One of the jokes of physics is that every time you are using your sword to cut, slice or poke your opponent, it cannot protect you - at least not much of you, because it is doing something else - attacking a target.
Wherever your blade is not, you are open, and when you are in the midst
of a cut, that means everywhere where the trajectory of the cut is not.
It turns out that one of the most dangerous time intervals in dueling is the time it takes to attack, and that means right from the moment your blade and/or arm become too busy attacking to defend. Your sword is doing one, single thing once committed, and thus has lost it's ability to adjust to changing circumstances.
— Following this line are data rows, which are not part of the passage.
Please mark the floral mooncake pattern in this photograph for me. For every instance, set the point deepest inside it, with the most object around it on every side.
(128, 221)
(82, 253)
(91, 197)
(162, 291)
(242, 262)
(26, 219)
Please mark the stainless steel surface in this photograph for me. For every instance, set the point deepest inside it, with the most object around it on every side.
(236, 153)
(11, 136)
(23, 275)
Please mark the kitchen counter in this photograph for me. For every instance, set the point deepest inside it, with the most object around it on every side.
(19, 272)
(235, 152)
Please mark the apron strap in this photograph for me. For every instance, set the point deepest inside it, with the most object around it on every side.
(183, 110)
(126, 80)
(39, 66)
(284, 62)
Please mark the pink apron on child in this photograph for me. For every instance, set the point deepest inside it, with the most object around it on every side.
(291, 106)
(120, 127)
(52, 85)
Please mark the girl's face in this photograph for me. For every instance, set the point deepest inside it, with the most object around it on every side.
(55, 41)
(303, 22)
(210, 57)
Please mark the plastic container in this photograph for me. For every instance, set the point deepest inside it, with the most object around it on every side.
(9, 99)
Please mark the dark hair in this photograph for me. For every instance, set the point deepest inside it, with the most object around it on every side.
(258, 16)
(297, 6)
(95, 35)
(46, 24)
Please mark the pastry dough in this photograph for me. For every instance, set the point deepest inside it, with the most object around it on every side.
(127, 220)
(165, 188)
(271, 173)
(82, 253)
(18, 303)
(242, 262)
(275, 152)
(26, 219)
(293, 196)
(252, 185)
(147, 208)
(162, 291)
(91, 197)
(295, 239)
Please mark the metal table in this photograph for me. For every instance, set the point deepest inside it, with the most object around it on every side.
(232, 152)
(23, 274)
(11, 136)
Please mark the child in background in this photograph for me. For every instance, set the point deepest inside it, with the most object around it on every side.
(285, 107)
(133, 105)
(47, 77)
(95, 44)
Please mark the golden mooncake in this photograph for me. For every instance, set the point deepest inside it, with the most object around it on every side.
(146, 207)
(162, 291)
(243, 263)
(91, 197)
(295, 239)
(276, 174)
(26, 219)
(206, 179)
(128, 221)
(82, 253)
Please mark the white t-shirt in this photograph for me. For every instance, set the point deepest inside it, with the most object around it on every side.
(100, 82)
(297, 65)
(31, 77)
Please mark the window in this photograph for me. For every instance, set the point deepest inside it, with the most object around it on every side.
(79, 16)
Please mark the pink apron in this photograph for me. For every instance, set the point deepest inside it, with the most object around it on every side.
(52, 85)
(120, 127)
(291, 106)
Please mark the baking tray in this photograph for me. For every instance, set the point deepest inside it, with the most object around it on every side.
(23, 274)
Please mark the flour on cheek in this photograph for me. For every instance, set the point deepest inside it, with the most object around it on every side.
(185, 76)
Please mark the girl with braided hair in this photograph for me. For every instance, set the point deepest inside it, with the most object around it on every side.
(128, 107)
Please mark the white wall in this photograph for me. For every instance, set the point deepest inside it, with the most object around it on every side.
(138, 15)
Hopefully, during this interval, your opponent will be so worried about getting hit that they will not be attacking you, but if they are good, they will use body angle and footwork to evade, and not waste their weapon on such dreary things, instead, use it to take advantage of the opening you created, and try for a counter hit as soon as a target presents itself.
Even if they do use their weapon to block or parry your attack, their riposte may be faster than your ability to retract, and until you have returned to a defensive line, you are open.
(The other thing that happens sometimes is that the weapon gets trapped by your opponent, but that branch of inquiry leads in another direction so I will pass over it for now.)
This leaves 2 main options to increase your safety during an attack -
1) Be sure the opponent has no way of countering - say, their blade is still in mid strike and cannot be redirected.
2) Attack them as they are attacking you, using evasive techniques of body and feet
Basically use the fact that they are committed to your own ends.
It should be noted, however, that either way, you must still be able to return to a defensive line as soon as possible, because there is an 'after' to every attack .... there is always an 'after'.
If you miss .... then in all probability they are going to attack, either during or after your attempt, and if you hit them .... they are not 'dead yet' and can counter at least once, either with precision or with any number of flailing strikes as they 'fall'.
Getting the hell out of range would certainly seem like a good idea for these moments, but you need to cover this escape or risk getting hit, and remember .... the closer you got to them to get your hit in .... the further you have to move to escape their reach.